AR# 1485: Foundation XVHDL: Using RAM and ROM in XC4000 devices
AR# 1485
Foundation XVHDL: Using RAM and ROM in XC4000 devices
Description
The XC4000 family has the capability to implement on-chip RAM and ROM efficiently using CLB function generators.
Using RAM There are 2 ways to implement RAM using Foundation VHDL.
1. Use Memory Generator or Logiblox to generate a netlist for the memory, and then instantiate the netlist. 2. Instantiate 16x1 and 32x1 RAM primitives.
*Note: Do NOT describe RAM behaviorally in VHDL, as this results in combinatorial loops.

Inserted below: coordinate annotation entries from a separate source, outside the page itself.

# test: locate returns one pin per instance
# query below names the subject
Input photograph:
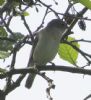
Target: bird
(45, 46)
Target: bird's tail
(30, 80)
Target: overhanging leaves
(67, 53)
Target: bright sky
(68, 86)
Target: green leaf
(66, 52)
(2, 71)
(25, 13)
(3, 32)
(86, 3)
(4, 54)
(17, 36)
(2, 2)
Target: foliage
(66, 52)
(11, 42)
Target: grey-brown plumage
(45, 48)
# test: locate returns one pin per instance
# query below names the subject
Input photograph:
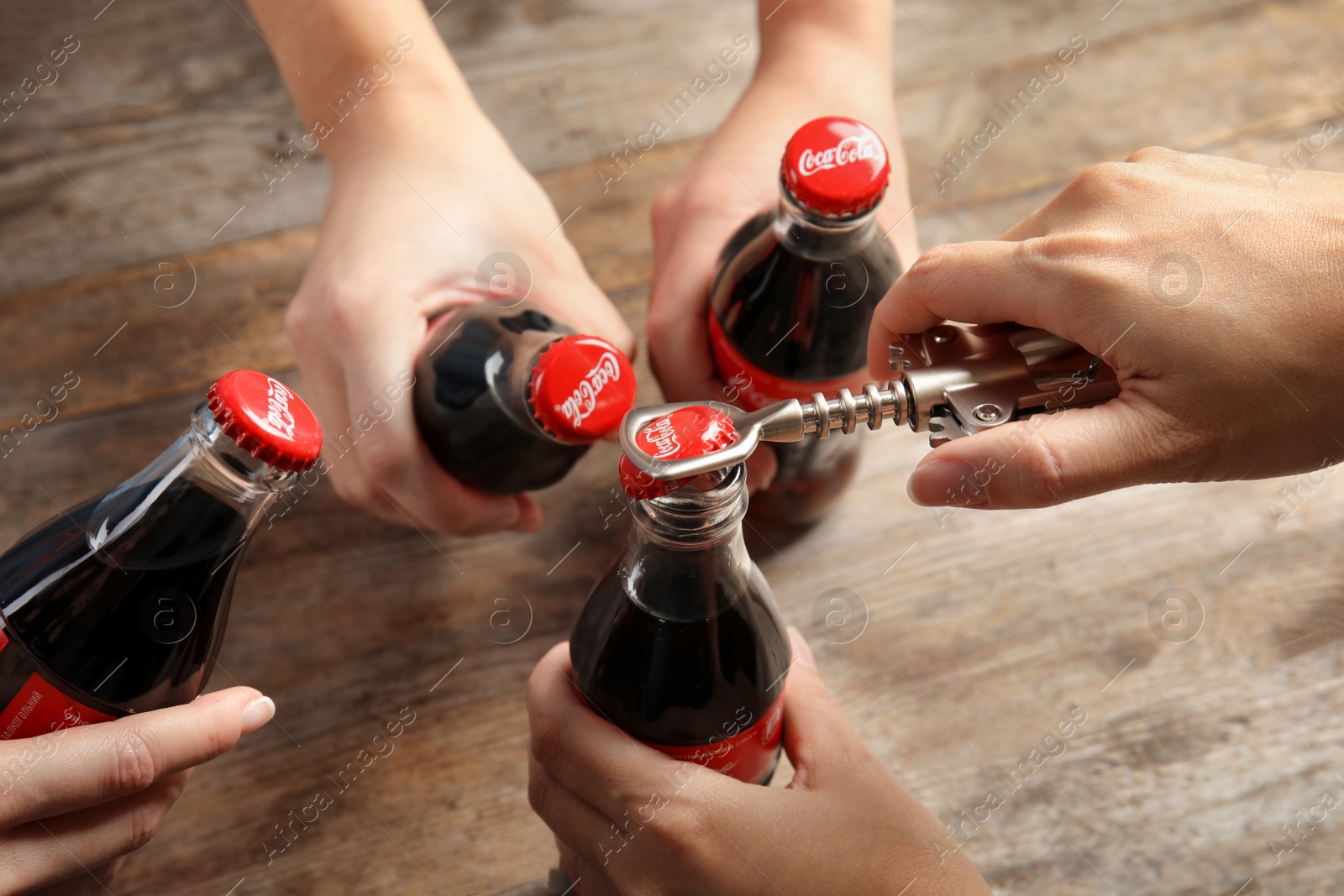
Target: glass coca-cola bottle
(680, 642)
(508, 399)
(790, 307)
(118, 605)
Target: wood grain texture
(978, 642)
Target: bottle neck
(820, 238)
(687, 559)
(203, 457)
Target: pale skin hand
(77, 801)
(423, 191)
(585, 775)
(816, 58)
(1242, 382)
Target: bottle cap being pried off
(687, 432)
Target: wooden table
(983, 631)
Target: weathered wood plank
(143, 148)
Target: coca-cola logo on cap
(582, 402)
(662, 438)
(860, 148)
(837, 167)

Using ROM There are 3 ways to implement ROM using Foundation VHDL.
1. Use the Memory Generator or Logiblox to generate a netlist for the memory, and then instantiate the netlist. 2. Instantiate ROM primitives. 3. Describe ROM behaviorally.

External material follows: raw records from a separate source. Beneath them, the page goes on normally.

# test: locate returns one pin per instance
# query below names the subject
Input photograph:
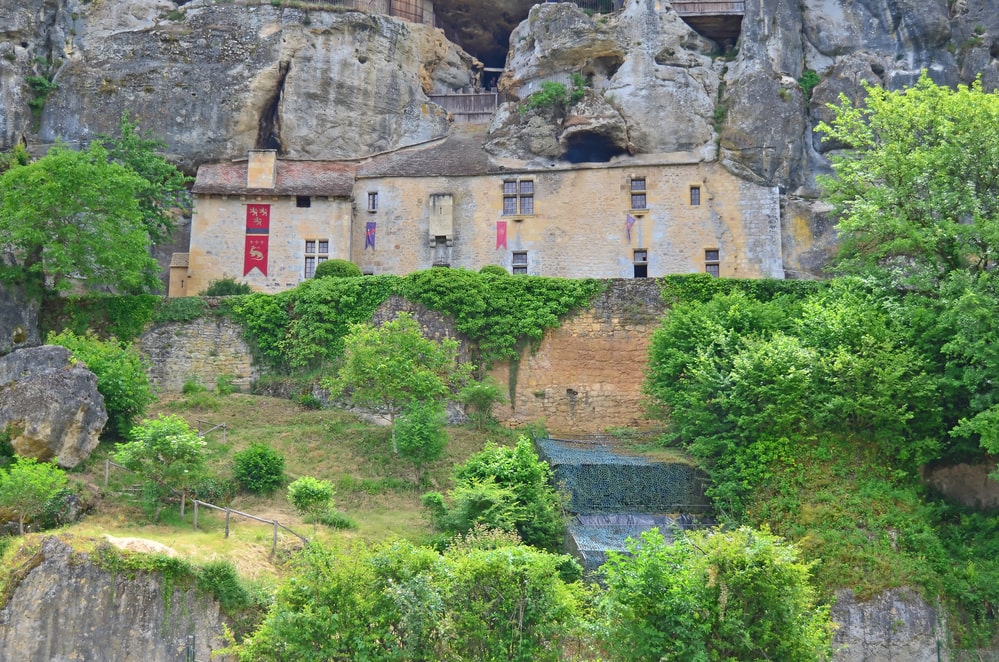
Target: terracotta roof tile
(331, 178)
(460, 154)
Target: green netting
(601, 480)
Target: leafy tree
(167, 454)
(421, 435)
(163, 194)
(258, 468)
(915, 191)
(712, 595)
(391, 366)
(480, 397)
(121, 376)
(505, 488)
(71, 216)
(312, 497)
(27, 486)
(337, 269)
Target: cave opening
(591, 148)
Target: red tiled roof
(330, 178)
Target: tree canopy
(915, 190)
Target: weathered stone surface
(894, 625)
(67, 608)
(969, 484)
(50, 404)
(315, 84)
(18, 320)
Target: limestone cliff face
(65, 607)
(217, 80)
(318, 83)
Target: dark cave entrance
(591, 148)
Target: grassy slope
(375, 489)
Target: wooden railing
(708, 7)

**Please note that the solutions vary slightly depending on whether the XACTStep6 or XACTStep M1 (F1.3/F1.4) software is being used.
解决方案
1
XACTStep M1 - Using ROM -----------------------
1.) Use Logiblox to create the ROM, and then instantiate the resulting netlist. For more information on this procedure, refer to (Xilinx Solution 2595).
2.) Describe the ROM behaviorally, as described in Resolution #1.
2
XACTStep6 - Using ROM --------------------- 1. Use Memory Generator to generate an XNF file for the memory, and then instantiate the XNF file.
Option 1 follows the same procedure as described for RAM in the resolution titled "Using RAM".
When using ROM, be sure that there is a .MEM file in your project directory describing the contents of the ROM. More detail on the format of the .MEM file can be found in the 'MEMGEN' chapter of the Xilinx Development Systems Reference Guide, Vol. 1.
2. Instantiating ROM primitives.
ROM 16x1 or 32x1 primitives may be instantiated using the following method. An INIT attribute must be added to the instantiated ROM component to describe the contents of the ROM. The INIT attribute is a HEX value: 4 digits for a 16x1 ROM, and 8 digits for a 32x1 ROM. Note that the name of the component is just ROM, and the 'SCHNM' attribute determines whether it is a 16x1 ROM or a 32x1 ROM.
A 'DEF' attribute must also be attached to the instantiated component, with the value 'ROM'. See example below.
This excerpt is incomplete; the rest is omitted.